When I was a copy editor at an advertising agency, reviewing professional writers' work, I experienced a-many of moments of doubt.
I must be wrong because this writer who is decades older than me surely didn't mess up, right? I can't be the only one to know about this rule, yet here is the twelfth error I see today. Is this a real grammar rule or is it my preference?
I Googled my little heart out in constant search of validation for my edits (which in turn made me a better editor and a better writer).
This process of jumping over a rainbow of language research led me to learn I was wrong (and right) about a word's definition I had thought I understood for years.
I had out my purple pen (me and my head editor were anit-red pen gals), and I was reading through some press release, some article, some advertisement.
"Peruse the operation manual..."
That cannot be right, I thought, coming upon this usage.
**EXAMPLE HAS BEEN CRAFTED IN LALA LAND. NO OPERATIONAL MANUAL WOULD USE THE WORD "PERUSE," I DON'T THINK. BUT THIS HELPS GET THE POINT ACROSS.**
I grew up thinking peruse meant "to read in a casual or leisurely way." Operational manuals will most likely be perused, but they shouldn't be.

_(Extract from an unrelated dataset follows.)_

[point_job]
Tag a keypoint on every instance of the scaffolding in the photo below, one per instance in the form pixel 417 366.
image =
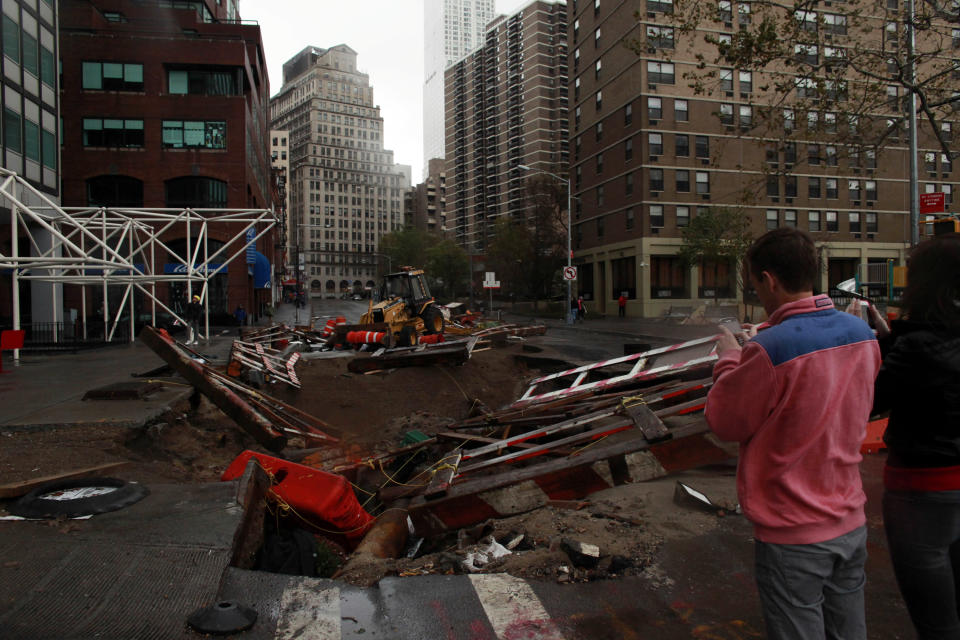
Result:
pixel 119 246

I perused my text books. I perused that New Yorker article. I perused the baby books that told me how to care for my foal.
Well stamp my hoof if it wasn't opposite day up in the dictionary.
I dug into my Merriam-Webster and read:
1. To examine or consider with attention and in detail. To study.
I could handle being wrong. I could deal with feeling a small bit of embarrassment, wondering how often I had used the word peruse incorrectly and who had thought of me as a word-lover-wannabe. I have learned my greatest lessons from being wrong. I would not forget this new definition, no Merlin.
I continued reading the alternative definitions. Cue a mouth drop when I came upon entry No. 2: "To look over or through in a casual or cursory manner."
There had to be an error.
I chucked my physical dictionary to the ground and took to the magical internet. The internet corroborated what the book said (my how backwards that seems).
Peruse had two different and opposite meanings.
I thought surely peruse must be a word in a category of its own. My friends, there are others. There are simple words we use every day to express opposite meanings that we don't even think about (I'm speaking for myself; perhaps you are some deep word investigator who is chuckling at my language innocence).
Editrix Grammar Girl spoke (and wrote) about Janus words. Check out her post if you want to see how some words can be both black and white.
And with that, I wish you a very happy Wednesday. May you have enjoyed perusing this blog post, whatever that means to you.